書記長談話 衆議院の解散・総選挙にあたって

物価高を上回る賃上げへ具体策を

 石破首相は10月9日、衆議院を解散しました。10月15日公示、27日投開票の日程で総選挙が実施されます。10月1日の臨時国会で首相に就任し、新内閣が発足してからわずか8日という現憲法下では最短の解散です。石破首相は「新しい内閣を信任してもらえるのか、主権者たる国民に問う」と述べていますが、石破新内閣がどのような施策を進めていくのか、国民に示された材料は余りにも少なすぎると言わざるを得ません。

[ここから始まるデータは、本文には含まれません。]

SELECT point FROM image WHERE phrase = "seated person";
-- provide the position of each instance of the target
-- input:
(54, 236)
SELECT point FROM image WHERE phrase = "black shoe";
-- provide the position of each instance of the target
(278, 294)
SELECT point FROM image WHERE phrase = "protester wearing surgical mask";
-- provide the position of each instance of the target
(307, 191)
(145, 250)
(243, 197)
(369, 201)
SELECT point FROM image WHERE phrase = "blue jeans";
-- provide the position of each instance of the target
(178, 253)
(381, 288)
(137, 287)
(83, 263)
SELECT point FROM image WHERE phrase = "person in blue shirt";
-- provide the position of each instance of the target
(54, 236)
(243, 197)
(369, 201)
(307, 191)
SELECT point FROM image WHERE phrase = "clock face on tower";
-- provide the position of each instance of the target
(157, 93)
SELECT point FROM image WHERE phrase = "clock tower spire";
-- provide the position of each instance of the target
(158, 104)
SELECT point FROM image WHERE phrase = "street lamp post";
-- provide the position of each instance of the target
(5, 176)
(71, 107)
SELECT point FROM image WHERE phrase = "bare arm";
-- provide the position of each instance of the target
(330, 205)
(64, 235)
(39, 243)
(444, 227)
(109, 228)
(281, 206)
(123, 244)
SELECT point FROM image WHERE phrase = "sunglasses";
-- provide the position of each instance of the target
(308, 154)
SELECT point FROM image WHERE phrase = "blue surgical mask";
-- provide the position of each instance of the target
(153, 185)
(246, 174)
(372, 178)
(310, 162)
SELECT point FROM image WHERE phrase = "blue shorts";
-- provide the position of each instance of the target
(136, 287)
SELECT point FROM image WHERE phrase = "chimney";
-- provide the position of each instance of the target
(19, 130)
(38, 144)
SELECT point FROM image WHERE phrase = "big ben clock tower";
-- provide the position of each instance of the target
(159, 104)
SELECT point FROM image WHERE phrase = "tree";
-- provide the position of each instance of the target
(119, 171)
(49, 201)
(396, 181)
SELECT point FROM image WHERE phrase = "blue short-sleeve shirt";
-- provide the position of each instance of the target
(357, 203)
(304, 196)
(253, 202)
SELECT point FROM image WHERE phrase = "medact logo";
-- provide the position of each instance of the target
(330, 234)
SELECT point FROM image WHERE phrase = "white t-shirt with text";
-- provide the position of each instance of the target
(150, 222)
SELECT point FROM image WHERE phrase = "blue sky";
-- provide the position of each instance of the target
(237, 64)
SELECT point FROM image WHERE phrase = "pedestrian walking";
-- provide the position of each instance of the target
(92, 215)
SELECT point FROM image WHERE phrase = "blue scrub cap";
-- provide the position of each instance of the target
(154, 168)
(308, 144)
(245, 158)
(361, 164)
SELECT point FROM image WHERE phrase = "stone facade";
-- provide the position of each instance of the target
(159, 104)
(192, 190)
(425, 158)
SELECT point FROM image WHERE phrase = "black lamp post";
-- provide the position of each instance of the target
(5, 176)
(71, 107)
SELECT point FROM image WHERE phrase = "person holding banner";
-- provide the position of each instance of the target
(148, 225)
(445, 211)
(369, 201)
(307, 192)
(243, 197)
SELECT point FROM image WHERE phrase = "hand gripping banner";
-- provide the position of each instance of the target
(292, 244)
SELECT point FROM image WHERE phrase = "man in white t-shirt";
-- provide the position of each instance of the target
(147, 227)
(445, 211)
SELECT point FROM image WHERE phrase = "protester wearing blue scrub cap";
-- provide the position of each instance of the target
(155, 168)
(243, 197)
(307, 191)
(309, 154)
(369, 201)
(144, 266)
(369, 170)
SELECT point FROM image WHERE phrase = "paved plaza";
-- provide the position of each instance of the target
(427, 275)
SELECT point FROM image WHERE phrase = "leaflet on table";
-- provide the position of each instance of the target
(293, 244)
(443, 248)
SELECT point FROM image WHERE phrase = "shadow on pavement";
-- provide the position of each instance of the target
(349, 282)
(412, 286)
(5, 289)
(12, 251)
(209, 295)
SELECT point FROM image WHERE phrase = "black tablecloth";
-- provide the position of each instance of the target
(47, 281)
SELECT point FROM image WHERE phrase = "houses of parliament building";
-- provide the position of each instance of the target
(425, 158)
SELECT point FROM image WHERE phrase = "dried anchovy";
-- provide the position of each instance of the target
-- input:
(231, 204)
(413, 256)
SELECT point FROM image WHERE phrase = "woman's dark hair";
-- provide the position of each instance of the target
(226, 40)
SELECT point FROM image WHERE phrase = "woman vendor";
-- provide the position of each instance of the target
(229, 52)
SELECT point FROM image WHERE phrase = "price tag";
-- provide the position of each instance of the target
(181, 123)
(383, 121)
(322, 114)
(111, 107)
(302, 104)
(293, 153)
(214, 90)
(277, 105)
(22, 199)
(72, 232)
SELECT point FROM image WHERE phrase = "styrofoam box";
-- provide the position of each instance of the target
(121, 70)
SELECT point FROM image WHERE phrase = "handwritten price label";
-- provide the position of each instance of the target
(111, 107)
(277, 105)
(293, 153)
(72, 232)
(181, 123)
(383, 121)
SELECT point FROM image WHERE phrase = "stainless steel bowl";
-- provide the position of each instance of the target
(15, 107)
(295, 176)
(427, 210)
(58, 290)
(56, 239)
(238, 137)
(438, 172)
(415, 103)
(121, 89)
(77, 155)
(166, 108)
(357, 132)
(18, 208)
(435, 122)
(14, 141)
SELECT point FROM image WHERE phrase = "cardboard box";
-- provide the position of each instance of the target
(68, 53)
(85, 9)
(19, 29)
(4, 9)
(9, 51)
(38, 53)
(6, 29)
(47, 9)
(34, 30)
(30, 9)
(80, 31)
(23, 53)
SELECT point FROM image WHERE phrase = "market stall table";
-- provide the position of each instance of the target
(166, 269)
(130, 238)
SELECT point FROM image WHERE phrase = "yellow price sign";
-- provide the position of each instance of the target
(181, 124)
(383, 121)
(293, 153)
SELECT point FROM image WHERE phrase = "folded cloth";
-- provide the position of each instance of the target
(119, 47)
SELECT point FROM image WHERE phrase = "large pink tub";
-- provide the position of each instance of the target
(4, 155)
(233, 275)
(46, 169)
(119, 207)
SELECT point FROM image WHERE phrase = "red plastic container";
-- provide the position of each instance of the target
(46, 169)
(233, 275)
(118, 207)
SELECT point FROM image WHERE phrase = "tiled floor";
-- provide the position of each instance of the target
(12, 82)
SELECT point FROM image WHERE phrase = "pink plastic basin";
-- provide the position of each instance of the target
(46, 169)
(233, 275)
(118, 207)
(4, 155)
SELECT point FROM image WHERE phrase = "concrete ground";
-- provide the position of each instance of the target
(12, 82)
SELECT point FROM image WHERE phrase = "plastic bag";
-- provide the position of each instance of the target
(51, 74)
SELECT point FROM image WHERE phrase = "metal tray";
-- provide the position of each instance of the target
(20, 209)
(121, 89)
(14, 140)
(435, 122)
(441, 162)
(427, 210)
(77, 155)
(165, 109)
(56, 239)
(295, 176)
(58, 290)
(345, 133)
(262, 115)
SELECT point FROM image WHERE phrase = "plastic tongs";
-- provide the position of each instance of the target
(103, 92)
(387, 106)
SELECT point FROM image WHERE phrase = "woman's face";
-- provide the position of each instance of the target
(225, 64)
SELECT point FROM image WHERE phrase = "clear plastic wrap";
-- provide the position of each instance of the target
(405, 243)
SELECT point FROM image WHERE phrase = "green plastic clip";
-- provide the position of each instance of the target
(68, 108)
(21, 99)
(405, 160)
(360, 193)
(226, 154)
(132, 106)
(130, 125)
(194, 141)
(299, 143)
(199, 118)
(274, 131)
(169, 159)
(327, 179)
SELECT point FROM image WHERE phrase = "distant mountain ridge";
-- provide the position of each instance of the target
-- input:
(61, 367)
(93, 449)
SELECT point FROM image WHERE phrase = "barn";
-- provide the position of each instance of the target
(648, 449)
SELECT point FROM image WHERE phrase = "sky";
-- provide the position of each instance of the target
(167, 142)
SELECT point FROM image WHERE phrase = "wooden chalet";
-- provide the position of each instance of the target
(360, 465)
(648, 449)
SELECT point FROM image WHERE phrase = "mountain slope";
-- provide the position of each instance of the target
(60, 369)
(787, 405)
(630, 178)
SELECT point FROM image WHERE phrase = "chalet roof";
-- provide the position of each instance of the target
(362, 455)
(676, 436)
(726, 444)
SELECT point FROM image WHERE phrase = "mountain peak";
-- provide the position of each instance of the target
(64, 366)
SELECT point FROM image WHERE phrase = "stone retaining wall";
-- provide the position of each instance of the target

 臨時国会で石破首相は所信表明演説を行い、「国民の納得と共感を得られる政治の実践」を強調するとともに、「国民を守る」として物価高を上回る賃金の実現を掲げました。厚労省が発表した8月の働く人の賃金は32ヵ月連続でプラスとなっているものの、この6月に27ヵ月ぶりにプラスに転じた実質賃金は、再び物価の上昇に追い付かずマイナスとなってしまいました。多くの世論調査でも国民が求める政策課題の第一には物価・経済対策があげられており、所信表明演説でも低所得世帯への支援や2020年代に最低賃金を1500円まで引き上げる目標が示されたものの、「物価高を上回る賃上げ」に向けた施策は明確ではありません。早急に具体的な施策を示し、物価高騰に脅かされている国民の生活不安を解消していくことが求められています。
 全建総連はこの間、建設従事者の高齢化と若年者の入職が減少していく中で、持続可能な建設業の実現に向けて、「建設労働者の処遇改善」「担い手確保・育成」「建設キャリアアップシステムの普及・促進」を内容とする100万人国会請願署名に取り組んできました。その結果、6月には参議院で請願の採択をかちとり、建設業法等の改正へと取り組みを大きく前進させてきました。
 こうした中で行われる今回の衆議院選挙を全建総連は、物価高騰に苦しむ国民生活を守る施策や政治とカネに対する国民の不信の払拭を求めると共に、建設業法をはじめ改正担い手3法の実効性を確保し、建設従事者の賃金・単価の改善、担い手の確保・育成やリフォーム市場の支援、建設国保の安定運営、アスベスト対策など重要な課題の取り組みの前進に向けた大切な機会ととらえ、各県連・組合がそれぞれの立場から奮闘していきます。全国の仲間の皆さん、投票に行きましょう。